After dark, Buffy and Angel set out. They end up strolling through a graveyard to the north of the bunker. "This is about a mile from where your house was," Angel realizes.
"We used to go here all the time. Some couples have the malt shop, or wherever. We had Whitehaven Memorial Park." Fortunately, this was a different cemetery from where Spike's crypt was, and Joyce was buried in a third resting place. One of the good things about having so many graveyards in her town is that it helps Buffy avoid uncomfortable juxtapositions.
"I don't know why, but I always felt safe here," Angel mentions out of nowhere.
"Me too," Buffy quickly concurs, surprising herself.
"The really tough battles never took place on hallowed ground."
"It was like our practice field."
"I'm sorry I never took you somewhere a little more upbeat," Angel confesses. "Or a tad less morbid."
"We did go to the movies that one time." They both remember the movie and wince. "Which, in retrospect, made graveyards seem positively G-rated by comparison."
"And I did take you ice skating." He pauses. "Which, if I recall, was interrupted by an assassin from the Order of Taraka."
"It's the Hellmouth."
"Maybe if there had been an amusement park. A nice long ride on a Ferris Wheel could have been nice."
"Knowing our luck, the vampires would have stopped it when we were at the top and started attacking everyone in sight."
"You're right.
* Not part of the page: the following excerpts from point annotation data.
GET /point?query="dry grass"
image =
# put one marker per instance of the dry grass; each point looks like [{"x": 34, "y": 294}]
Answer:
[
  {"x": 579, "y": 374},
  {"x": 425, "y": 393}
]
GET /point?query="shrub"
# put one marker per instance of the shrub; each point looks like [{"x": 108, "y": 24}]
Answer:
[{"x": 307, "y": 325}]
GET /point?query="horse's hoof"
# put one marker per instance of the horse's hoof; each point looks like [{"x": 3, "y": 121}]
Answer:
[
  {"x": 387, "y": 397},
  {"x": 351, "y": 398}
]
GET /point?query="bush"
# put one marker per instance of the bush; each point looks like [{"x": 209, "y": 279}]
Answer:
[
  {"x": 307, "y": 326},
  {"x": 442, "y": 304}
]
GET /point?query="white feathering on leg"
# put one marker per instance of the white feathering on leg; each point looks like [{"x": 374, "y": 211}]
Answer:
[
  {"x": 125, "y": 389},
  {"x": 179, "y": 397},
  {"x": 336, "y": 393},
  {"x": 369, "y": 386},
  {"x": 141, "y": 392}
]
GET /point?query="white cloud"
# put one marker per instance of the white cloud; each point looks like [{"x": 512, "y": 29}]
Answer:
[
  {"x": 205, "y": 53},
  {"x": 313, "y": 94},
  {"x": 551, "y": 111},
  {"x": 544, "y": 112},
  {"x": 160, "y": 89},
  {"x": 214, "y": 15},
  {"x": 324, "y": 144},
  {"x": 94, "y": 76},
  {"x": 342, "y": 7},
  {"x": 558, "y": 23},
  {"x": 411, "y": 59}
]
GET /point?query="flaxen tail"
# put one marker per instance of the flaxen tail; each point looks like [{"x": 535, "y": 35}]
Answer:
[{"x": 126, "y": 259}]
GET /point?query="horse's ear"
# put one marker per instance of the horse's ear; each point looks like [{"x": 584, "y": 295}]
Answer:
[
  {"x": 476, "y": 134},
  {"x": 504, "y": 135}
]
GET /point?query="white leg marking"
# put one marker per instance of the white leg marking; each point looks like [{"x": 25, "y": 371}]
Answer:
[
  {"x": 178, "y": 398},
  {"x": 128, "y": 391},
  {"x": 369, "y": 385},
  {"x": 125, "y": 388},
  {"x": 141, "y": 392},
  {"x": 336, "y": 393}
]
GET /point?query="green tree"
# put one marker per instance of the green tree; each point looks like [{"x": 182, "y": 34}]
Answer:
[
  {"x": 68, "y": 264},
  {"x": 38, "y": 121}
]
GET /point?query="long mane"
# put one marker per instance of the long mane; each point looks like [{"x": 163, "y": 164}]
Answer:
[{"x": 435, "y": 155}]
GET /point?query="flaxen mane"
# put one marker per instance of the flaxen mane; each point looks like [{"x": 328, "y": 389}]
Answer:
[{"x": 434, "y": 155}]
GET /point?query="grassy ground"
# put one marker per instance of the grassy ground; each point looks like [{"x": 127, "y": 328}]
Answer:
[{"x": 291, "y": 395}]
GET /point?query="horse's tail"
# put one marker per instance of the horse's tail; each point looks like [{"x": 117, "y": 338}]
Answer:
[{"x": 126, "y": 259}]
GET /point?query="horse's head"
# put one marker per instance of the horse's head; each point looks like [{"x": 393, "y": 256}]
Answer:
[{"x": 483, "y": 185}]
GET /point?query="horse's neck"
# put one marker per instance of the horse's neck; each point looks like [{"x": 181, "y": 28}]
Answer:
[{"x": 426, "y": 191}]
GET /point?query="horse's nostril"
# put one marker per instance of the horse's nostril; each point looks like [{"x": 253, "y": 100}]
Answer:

Graveyards were the safest place to go on a date in this town."
"All the demons inside them were rookies. God I miss those days."
"Demons with eons of experience can be such a hassle." They both laugh knowingly, embracing the inherent weirdness of their love.
"It's funny. The last person to take me to a cemetery was Kate." A startled Angel practically jumps out of his clothes. He preferred the inherent, ingrained weirdness, not the layers of subsequent, far more disturbing weirdness that had accumulated over the years.
"Why was she . . . why were you . . . what was she doing here?," he stammers.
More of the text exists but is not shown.